The proposed settlement also includes an agreement that Defendant pay Plaintiff's attorney's fees in the amount of $4,000. (Doc. 21-1 at 3). The parties state, "[a]s part of the [p]arties' settlement, Plaintiff's attorneys' fees and costs were at all times negotiated separately from the amounts claimed by Plaintiff for her underlying claims and are not a function of any percentage of recovery." (Doc. 21 at 4).

In the instant case, a settlement was reached, and the attorneys' fees were negotiated only after agreeing to the amounts to be paid to Plaintiff. (Doc. 21 at 5). Therefore, the proposed settlement of Plaintiff's attorneys' fees is reasonable and fair.

Upon consideration of the foregoing, it is recommended that the proposed settlement in this case is fair and reasonable and should be approved by the Court.

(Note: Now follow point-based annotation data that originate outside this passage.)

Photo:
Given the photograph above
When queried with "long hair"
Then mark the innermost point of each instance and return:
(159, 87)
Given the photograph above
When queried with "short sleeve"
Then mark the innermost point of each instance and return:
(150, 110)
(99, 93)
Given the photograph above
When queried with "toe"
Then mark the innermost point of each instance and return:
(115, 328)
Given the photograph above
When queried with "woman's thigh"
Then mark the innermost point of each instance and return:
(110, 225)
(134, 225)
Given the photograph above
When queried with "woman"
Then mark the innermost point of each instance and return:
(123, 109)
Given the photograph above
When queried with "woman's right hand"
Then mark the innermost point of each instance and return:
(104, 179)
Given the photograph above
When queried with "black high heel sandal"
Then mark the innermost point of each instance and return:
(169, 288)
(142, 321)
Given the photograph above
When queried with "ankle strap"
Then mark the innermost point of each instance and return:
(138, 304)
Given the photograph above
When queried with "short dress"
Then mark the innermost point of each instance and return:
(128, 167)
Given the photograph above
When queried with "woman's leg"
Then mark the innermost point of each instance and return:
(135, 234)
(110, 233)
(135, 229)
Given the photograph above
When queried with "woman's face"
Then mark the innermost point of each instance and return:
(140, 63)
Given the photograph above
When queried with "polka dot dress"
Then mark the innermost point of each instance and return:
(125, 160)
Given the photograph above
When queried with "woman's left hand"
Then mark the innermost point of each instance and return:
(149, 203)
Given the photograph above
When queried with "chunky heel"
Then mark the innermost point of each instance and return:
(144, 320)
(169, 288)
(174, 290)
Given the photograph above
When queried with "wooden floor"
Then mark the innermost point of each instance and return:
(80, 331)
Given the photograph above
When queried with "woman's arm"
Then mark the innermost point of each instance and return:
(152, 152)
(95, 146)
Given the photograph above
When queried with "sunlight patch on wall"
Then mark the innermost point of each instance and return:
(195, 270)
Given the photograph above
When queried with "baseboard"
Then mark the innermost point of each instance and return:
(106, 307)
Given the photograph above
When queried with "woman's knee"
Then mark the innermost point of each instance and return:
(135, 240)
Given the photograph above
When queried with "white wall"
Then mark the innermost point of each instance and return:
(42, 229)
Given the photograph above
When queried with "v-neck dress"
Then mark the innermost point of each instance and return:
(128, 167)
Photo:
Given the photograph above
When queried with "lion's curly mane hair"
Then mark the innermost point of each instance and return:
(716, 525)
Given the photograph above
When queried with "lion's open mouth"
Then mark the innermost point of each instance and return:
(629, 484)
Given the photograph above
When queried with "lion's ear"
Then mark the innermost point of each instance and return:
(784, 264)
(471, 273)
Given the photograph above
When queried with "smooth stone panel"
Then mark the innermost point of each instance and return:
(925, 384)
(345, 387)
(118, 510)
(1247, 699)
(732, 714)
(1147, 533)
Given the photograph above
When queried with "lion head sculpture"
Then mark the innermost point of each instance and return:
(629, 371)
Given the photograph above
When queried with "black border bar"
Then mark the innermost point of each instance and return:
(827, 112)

Accordingly, it is respectfully RECOMMENDED that:

1) The Joint Motion to Approve Settlement and Memorandum in Support Thereof (Doc. 21) be GRANTED. 2) The Settlement Agreement and Release of Fair Labor Standards Act Claims (Doc. 21-1) be approved by the Court as a "fair and reasonable resolution of a bona fide dispute" of the parties' FLSA issues. 3) Defendant Sally Beauty Supply, LLC be dismissed with prejudice. 4) If the presiding District Judge adopts this Report and Recommendation, then the Clerk of Court be directed to dismiss this action with prejudice, terminate all pending motions, and close the file.

Respectfully recommended in Chambers in Ft. Myers, Florida on September 17, 2019.

NOTICE TO PARTIES

A party has fourteen days from this date to file written objections to the Report and Recommendation's factual findings and legal conclusions. A party's failure to file written objections waives that party's right to challenge on appeal any unobjected-to factual finding or legal conclusion the district judge adopts from the Report and Recommendation. See 11th Cir. R. 3-1.

FootNotes


1. If the parties submit a proposed FLSA settlement that (1) constitutes a compromise of the plaintiff's claims; (2) makes full and adequate disclosure of the terms of settlement, including the factors and reasons considered in reaching same and justifying the compromise of the plaintiff's claims; and (3) represents that the plaintiff's attorneys' fee was agreed upon separately and without regard to the amount paid to the plaintiff, then, unless the settlement does not appear reasonable on its face or there is reason to believe that the plaintiff's recovery was adversely affected by the amount of fees paid to his attorney, the Court will approve the settlement without separately considering the reasonableness of the fee to be paid to plaintiff's counsel. However, if the parties can only agree as to the amount to be paid to the plaintiff, the Court will continue the practice of determining a reasonable fee using the lodestar approach.